Las plataformas de delivery, por su parte, intentan actuar con rapidez para no perjudicar a los clientes legítimos. Pero ese sistema de confianza, que funciona bien en situaciones normales, se convierte en un punto débil ante un tipo de manipulación tan sofisticada. Las pruebas visuales que antes eran determinantes ahora pueden estar alteradas sin que nadie lo note a simple vista. Y lo peor de todo es que como decimos, no hace falta ser un experto para lograr el objetivo. Basta con darle una buena instrucción o prompt a la IA de edición de fotos para que el resultado sea del todo creíble.
El gran reto: distinguir lo real de lo artificial
Los desarrolladores de IA trabajan en herramientas que añadan señales, pequeñas marcas o rastros para identificar cuándo una imagen ha sido generada o editada. El problema es que esos indicadores no siempre permanecen en la versión final o pueden eliminarse con un editor básico. Y mientras tanto, los restaurantes siguen recibiendo reclamaciones que en la mayoría de casos son imposibles de verificar.

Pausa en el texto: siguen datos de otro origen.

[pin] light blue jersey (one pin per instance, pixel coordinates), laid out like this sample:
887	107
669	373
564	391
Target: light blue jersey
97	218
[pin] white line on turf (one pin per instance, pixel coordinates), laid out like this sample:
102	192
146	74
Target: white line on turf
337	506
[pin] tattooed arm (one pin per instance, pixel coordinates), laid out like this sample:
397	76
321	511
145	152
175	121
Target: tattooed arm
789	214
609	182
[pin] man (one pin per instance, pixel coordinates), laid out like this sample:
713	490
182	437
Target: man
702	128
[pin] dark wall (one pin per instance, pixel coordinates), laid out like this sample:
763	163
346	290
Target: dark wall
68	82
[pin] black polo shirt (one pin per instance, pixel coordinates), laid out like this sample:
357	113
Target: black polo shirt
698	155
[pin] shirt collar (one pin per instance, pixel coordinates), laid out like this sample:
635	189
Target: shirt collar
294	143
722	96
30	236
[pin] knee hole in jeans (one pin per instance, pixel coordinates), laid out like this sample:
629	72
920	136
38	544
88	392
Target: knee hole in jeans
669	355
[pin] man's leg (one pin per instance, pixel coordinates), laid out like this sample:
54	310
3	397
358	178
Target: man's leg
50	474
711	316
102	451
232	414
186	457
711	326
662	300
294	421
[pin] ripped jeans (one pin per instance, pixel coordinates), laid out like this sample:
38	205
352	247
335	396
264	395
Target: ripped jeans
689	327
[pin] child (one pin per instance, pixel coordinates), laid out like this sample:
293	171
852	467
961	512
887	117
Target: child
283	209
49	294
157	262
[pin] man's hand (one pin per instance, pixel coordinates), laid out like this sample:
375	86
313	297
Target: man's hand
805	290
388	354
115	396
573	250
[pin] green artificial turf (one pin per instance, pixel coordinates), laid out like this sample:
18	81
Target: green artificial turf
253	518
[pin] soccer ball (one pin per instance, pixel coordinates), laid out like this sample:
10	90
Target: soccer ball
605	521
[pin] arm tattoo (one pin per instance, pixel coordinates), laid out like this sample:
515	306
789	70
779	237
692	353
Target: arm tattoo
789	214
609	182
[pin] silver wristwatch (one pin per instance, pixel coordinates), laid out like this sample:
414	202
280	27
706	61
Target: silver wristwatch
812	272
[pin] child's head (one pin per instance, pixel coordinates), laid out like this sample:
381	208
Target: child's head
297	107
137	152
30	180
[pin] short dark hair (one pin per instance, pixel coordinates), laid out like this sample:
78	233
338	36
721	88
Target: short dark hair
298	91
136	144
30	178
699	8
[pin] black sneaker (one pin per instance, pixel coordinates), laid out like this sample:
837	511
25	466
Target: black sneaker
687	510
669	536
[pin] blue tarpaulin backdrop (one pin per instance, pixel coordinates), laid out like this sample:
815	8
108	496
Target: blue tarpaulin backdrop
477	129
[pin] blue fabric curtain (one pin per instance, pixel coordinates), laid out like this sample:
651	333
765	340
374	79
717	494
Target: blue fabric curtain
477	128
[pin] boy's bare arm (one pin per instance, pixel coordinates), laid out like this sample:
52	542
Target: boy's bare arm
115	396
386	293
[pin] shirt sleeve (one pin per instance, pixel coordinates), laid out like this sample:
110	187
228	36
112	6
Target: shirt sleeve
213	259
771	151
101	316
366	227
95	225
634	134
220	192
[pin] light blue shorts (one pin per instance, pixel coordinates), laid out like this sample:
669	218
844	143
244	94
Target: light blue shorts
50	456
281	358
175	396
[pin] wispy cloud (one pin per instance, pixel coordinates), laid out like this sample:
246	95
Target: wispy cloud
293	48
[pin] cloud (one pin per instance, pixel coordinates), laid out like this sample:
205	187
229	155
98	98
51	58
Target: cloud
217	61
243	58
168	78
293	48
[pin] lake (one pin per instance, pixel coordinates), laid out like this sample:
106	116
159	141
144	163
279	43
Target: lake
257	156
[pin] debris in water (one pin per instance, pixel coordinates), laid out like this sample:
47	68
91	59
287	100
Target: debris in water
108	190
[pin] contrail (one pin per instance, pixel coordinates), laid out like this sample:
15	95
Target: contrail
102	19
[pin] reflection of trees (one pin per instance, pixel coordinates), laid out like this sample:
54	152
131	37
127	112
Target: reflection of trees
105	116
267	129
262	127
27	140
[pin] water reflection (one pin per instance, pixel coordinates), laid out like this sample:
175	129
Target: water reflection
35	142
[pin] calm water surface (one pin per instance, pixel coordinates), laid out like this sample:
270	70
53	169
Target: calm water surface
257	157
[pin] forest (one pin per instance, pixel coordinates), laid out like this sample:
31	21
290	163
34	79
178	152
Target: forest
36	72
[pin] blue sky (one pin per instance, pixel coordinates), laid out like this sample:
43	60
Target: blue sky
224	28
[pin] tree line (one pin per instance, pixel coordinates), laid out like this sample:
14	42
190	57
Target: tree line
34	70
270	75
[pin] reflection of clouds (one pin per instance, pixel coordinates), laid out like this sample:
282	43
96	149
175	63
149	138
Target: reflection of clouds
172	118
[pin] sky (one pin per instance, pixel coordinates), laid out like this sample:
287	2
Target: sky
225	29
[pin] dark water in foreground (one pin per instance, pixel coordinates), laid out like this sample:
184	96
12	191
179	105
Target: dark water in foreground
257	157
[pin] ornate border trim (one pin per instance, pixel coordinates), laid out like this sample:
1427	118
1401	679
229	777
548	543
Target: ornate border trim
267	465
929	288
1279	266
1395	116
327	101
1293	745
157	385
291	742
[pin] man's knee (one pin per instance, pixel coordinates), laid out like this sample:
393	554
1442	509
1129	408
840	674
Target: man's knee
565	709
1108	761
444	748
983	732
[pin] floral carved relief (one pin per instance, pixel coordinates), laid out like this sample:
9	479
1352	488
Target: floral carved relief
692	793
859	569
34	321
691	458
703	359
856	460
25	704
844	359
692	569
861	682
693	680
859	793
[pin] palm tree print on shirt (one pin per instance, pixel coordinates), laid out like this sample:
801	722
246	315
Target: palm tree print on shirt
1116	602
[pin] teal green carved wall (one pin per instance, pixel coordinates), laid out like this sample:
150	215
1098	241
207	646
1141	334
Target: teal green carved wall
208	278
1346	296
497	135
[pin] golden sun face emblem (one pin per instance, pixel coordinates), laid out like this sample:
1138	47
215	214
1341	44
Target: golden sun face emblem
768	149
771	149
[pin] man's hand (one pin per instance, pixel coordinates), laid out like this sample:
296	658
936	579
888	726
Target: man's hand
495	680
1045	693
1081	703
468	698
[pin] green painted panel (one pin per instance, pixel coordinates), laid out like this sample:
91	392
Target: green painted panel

La situación deja al descubierto un dilema que va más allá de la hostelería. Si una foto ya no es prueba suficiente, ¿cómo se gestiona una reclamación? ¿Cómo se demuestra la autenticidad de algo que, a simple vista, parece real? Este debate no tiene una solución inmediata, y eso explica por qué tantos negocios están alarmados.
Lo que está claro es que esta tendencia no es anecdótica ni un simple truco aislado. Es una señal de cómo un uso malintencionado de la tecnología puede crear problemas reales en sectores muy vulnerables. Y si no se actúa pronto, muchos restaurantes podrían verse atrapados en una dinámica difícil de sostener. Además, al final la tendencia puede ser también perjudicial para los propios clientes ya que si proliferan este tipo de estafas, puede que los restaurantes pongan más complicado el reclamar y cuando realmente suceda algo grave con la comida que hayamos pedido, podríamos ver como no se nos toma en serio.